Mas o verdadeiro choque foi quando eu disparei ligações a missões diplomáticas de diversos países para tentar entender onde estava o pedido que o governo do Haiti havia feito em outubro por ajuda internacional. A solicitação, me disseram, estava estagnada diante da recusa dos países ricos em enviar seus soldados para a região. Um desses embaixadores me disse: "o Haiti não tem solução".

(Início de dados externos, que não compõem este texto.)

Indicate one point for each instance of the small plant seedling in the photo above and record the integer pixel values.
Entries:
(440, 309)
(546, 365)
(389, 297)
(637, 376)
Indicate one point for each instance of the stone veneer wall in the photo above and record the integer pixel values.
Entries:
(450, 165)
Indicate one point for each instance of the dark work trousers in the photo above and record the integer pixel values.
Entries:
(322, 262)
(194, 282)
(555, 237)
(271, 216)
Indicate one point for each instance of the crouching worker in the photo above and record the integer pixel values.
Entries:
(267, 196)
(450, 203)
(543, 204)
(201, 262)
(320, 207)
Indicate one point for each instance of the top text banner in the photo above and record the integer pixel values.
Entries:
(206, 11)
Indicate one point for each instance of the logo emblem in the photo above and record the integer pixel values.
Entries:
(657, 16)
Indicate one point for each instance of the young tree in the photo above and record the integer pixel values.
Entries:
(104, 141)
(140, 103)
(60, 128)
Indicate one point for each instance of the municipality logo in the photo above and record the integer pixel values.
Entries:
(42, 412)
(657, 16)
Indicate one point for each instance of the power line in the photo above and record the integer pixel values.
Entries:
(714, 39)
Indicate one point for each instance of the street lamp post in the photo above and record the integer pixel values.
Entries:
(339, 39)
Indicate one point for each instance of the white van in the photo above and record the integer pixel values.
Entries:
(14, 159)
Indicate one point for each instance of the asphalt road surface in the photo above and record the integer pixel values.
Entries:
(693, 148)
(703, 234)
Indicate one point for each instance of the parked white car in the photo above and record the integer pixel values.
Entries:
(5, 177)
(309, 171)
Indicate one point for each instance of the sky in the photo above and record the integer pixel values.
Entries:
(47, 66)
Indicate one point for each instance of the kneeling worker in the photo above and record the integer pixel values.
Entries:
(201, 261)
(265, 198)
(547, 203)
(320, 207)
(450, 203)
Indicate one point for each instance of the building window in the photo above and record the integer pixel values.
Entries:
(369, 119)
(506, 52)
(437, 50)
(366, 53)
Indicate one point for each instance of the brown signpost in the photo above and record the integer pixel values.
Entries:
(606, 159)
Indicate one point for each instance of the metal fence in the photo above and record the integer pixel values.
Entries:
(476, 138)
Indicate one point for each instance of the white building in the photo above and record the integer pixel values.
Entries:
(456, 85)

O abandono, porém, não é apenas militar. Para a crise humanitária que abala o país, a ONU pediu 718 milhões de dólares para sair ao socorro da população local. Estamos quase na metade do ano e a entidade apenas recebeu de doadores 11% do valor solicitado. Em educação, foram solicitados 50 milhões de dólares. Mas o país não recebeu um centavo sequer. Para assegurar água potável, saneamento e higiene, o plano recebeu apenas 2,5% do necessários.
O maior cheque seria para garantir alimentos.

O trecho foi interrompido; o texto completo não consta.